Sözün özü, Filistin’de özgürlük ve adalet için mücadele edenlere fırsatlar sunan, nadir bir tarihsel anın içindeyiz. İran, Tahran’daki toplantıda Hamas ve Hizbullah’a herhangi bir eyleme başvurmaktan kaçınmayı ve İsrail’in içeriden çökmesine izin vermelerini tavsiye etti. Ben bu yaklaşımı paylaşmıyorum. Bu elbette Filistin’in askeri yoldan özgürleştirmenin şu anda mümkün olduğunu düşündüğüm anlamına gelmiyor. Demek istediğim, Filistin halk direnişini canlandırmanın, Filistinliler ile destekçilerini üzerinde uzlaşılmış bir vizyon ve program etrafında birleştirmenin tam zamanıdır. Yaratılacak bu seferberliğin kökleri, 1918’den beri demokrasi ve kendi kaderini tayin etmek için mücadele eden Filistin ulusal hareketine dayanır.

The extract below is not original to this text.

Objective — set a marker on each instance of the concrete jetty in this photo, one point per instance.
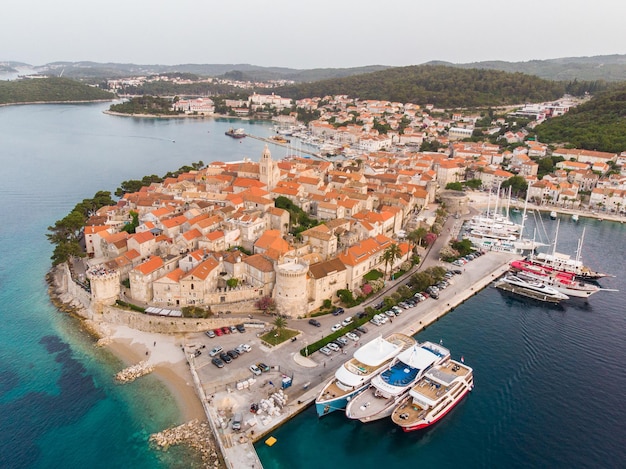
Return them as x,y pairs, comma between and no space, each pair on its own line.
222,400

Geleceğin özgür ve Siyonizmden arındırılmış Filistin’i şimdilik hayalî görülebilir. Ancak Hayalî İsrail’in aksine, bu, azıcık ahlâkı olan herkesi tüm dünyada ayağa kaldırabilme şansına sahiptir. Ayrıca şu anda tarihsel Filistin’de yaşayan ya da oradan sürülen herkes – dünyanın dört bir yanındaki Filistinli mülteciler için – güvenli bir yer sağlayacaktır.